Keesokan harinya aku izin tidak berangkat kerja karena kondisi perutku yang masih saja mual. Setelah sarapan makanan yang masuk ke dalam perutku langsung keluar. Hal itu yang membuatku memutuskan untuk memeriksakan diri ke rumah sakit. Tentu saja tanpa Abi. Dia sudah berangkat ke tempatnya bekerja. Sepanjang perjalanan pikiranku sibuk dengan rencana hidupku bersama bayi di dalam perutku. Kurangkai satu demi satu apa saja yang akan kulakukan bersamanya. Setidaknya walaupun aku syok dengan kehamilanku ini, tapi aku masih mempunyai rasa tanggung jawab. Aku harus memberikan yang terbaik untuk anak ini. Sesampainya di rumah sakit aku segera masuk ke ruang pendaftaran. Mungkin karena terlalu banyak pikiran, aku tak memperhatikan jalan di depanku. Tanpa sengaja aku menabrak sesosok pria di hadapanku. Badanku hampir jatuh, tapi dengan sigap tangan pria itu menangkap badanku.

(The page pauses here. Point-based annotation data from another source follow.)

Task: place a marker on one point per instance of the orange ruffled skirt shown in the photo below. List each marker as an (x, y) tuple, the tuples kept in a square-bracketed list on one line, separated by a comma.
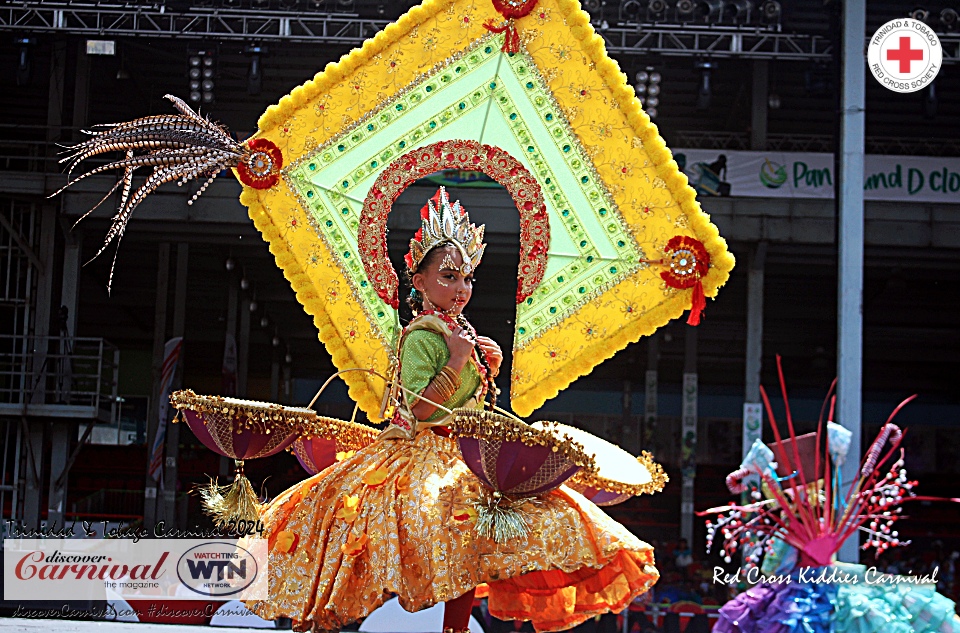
[(397, 518)]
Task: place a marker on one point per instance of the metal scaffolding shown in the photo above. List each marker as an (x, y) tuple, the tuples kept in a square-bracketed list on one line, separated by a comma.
[(123, 20)]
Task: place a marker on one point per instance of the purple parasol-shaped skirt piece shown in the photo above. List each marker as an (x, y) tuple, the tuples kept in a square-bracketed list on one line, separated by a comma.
[(220, 434), (514, 468)]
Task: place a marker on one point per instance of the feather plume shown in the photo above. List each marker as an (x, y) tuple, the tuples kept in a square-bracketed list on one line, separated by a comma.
[(178, 147)]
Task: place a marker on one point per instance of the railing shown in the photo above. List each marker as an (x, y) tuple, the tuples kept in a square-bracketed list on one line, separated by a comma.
[(26, 148), (689, 139), (113, 505), (76, 375)]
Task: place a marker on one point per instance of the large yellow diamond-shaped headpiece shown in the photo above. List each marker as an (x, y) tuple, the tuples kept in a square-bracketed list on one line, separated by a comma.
[(613, 242)]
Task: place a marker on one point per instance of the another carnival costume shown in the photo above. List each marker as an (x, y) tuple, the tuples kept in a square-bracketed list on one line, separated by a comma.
[(795, 526), (396, 518)]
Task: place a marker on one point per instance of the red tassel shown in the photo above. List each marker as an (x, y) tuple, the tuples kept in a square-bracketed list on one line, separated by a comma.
[(698, 304)]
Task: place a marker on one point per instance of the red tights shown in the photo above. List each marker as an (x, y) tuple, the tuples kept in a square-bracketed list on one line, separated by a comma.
[(456, 612)]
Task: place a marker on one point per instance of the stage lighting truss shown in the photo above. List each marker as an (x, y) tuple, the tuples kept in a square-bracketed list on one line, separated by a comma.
[(770, 12), (705, 88), (646, 27), (630, 11), (657, 10), (648, 90), (201, 75), (737, 11)]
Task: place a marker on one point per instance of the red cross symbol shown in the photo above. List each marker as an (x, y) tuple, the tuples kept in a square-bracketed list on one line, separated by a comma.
[(905, 54)]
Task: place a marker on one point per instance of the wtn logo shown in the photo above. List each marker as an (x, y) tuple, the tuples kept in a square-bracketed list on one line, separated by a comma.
[(224, 569)]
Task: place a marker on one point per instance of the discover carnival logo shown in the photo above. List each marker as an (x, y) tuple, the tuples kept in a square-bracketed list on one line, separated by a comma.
[(93, 569), (905, 55)]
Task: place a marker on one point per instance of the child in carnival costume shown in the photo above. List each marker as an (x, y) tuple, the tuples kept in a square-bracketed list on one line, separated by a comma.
[(395, 517)]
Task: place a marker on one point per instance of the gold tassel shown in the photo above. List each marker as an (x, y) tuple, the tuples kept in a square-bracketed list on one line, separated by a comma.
[(236, 501), (500, 519)]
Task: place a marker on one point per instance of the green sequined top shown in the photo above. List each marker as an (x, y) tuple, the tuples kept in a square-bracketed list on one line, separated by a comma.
[(423, 355)]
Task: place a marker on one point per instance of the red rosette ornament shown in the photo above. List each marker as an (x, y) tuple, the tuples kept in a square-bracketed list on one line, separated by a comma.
[(512, 10), (687, 262), (260, 165)]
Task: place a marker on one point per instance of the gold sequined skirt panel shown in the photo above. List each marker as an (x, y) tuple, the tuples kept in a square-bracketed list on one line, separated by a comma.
[(397, 518)]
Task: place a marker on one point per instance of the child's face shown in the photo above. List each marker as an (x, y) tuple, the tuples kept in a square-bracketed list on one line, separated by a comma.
[(442, 283)]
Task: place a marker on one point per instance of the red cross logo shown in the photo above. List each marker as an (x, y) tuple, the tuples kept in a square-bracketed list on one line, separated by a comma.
[(905, 54)]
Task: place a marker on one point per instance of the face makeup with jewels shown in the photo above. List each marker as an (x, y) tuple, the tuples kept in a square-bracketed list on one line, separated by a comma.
[(445, 287)]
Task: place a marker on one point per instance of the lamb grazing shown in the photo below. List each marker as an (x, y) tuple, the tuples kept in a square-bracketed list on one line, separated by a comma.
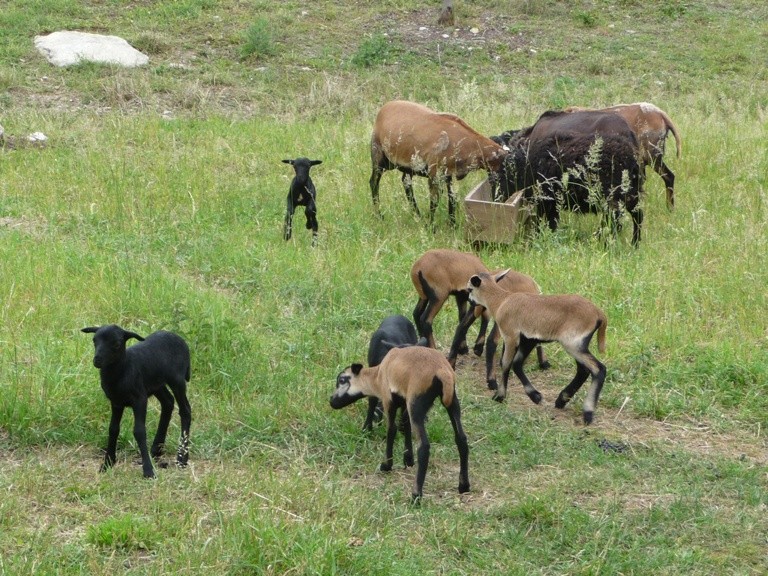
[(439, 146), (581, 161), (526, 320), (393, 332), (408, 379), (302, 193), (130, 376), (651, 126), (511, 282), (436, 275)]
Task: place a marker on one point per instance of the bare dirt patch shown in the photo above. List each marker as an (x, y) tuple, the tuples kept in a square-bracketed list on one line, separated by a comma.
[(619, 426)]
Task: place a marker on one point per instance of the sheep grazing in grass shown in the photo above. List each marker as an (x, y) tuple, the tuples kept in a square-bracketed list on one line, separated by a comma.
[(526, 320), (511, 282), (651, 126), (580, 161), (302, 193), (439, 146), (393, 332), (436, 275), (410, 379), (130, 375)]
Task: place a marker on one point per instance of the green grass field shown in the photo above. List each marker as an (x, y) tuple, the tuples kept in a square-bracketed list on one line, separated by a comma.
[(158, 202)]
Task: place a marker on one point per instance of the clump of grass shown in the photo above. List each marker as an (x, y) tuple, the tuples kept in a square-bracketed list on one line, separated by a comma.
[(123, 533), (258, 40), (373, 51)]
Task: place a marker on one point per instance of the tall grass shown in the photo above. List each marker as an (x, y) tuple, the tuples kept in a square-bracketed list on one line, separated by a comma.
[(175, 223)]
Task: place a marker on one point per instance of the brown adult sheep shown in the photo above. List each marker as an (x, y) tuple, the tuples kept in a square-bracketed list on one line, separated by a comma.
[(437, 145)]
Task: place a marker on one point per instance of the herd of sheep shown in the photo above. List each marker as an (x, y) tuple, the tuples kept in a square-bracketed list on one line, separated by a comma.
[(558, 163)]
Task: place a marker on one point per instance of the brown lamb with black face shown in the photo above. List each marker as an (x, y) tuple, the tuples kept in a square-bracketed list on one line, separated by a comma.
[(526, 320), (437, 145), (408, 378)]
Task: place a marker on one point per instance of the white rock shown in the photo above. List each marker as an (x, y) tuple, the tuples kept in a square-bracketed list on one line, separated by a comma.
[(66, 48)]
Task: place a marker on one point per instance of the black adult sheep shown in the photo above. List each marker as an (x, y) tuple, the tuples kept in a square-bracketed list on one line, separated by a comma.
[(580, 161)]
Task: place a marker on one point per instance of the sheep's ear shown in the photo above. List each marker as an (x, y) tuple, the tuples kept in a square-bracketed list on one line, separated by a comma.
[(128, 335), (501, 275)]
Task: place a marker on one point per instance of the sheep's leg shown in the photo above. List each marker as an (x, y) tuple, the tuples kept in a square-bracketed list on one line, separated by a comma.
[(114, 430), (590, 403), (140, 435), (525, 347), (418, 311), (376, 173), (462, 298), (370, 416), (637, 224), (311, 215), (491, 345), (454, 413), (407, 180), (669, 179), (417, 411), (166, 411), (427, 317), (288, 226), (391, 412), (460, 336), (542, 357), (451, 200), (185, 415), (582, 372), (405, 425), (480, 340)]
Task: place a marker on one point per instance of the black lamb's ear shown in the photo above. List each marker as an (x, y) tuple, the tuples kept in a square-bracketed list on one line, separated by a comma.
[(128, 335), (501, 275)]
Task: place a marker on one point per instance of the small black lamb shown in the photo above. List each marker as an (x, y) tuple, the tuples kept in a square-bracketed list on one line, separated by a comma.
[(394, 331), (130, 376), (302, 193)]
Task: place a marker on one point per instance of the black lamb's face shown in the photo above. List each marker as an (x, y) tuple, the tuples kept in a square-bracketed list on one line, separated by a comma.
[(346, 390), (109, 344)]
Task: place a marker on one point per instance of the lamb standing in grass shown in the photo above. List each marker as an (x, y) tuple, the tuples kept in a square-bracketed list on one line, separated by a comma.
[(302, 193), (526, 320), (129, 376)]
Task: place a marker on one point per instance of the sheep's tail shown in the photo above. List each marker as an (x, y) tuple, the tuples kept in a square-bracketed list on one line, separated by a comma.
[(602, 325), (446, 382), (672, 128)]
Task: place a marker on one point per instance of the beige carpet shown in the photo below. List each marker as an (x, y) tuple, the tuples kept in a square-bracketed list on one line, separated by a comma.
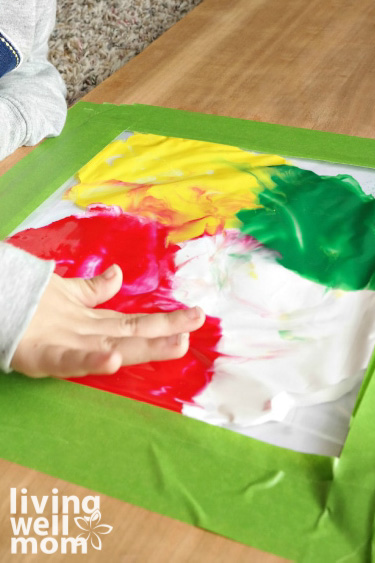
[(94, 38)]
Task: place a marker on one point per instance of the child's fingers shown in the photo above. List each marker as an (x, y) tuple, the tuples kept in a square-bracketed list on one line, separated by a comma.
[(65, 362), (150, 326), (137, 350), (94, 291)]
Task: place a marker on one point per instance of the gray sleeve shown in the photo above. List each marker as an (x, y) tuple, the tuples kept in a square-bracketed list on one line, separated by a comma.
[(23, 279), (32, 96)]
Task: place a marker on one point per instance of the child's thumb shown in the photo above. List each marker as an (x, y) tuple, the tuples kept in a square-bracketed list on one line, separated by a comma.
[(97, 290)]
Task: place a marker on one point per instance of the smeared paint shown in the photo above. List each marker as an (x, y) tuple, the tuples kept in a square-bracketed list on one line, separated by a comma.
[(322, 227), (190, 186), (86, 246)]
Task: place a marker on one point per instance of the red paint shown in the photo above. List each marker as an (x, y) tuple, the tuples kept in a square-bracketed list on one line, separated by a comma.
[(86, 246)]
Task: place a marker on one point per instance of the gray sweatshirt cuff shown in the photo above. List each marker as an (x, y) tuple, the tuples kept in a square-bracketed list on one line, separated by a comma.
[(23, 279)]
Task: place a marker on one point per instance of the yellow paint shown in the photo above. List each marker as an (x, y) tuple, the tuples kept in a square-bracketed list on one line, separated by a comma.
[(194, 187)]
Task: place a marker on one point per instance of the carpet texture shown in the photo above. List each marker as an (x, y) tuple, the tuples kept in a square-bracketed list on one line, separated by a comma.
[(94, 38)]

“Sih, kamu nggak apa-apa?” tanya pria itu. Sontak aku melihat ke arah wajahnya. Ternyata pria itu adalah Arya. Aku tak menyangka bisa bertemu dengannya di rumah sakit ini. Kulihat pakaiannya, ternyata dia memakai jas warna putih yang membuatnya tampak sangat berbeda dengan sosoknya yang kukenal beberapa tahun yang lalu.

“Arya?” sapaku memastikan bahwa dia adalah Arya yang kukenal. Lelaki dengan lesung pipi itu membantuku untuk berdiri menyeimbangkan tubuhku.

“Iya, Kasih. Ini aku, Arya. Kamu kenapa di sini?” tanyanya sambil mengamati tanganku yang membawa nomor pendaftaran.

“Ah… hehehe, aku mau periksa.”

“Kamu sakit?” tanyanya sedikit khawatir.

“Ah, hehehe, nggak. Kamu kerja di sini?”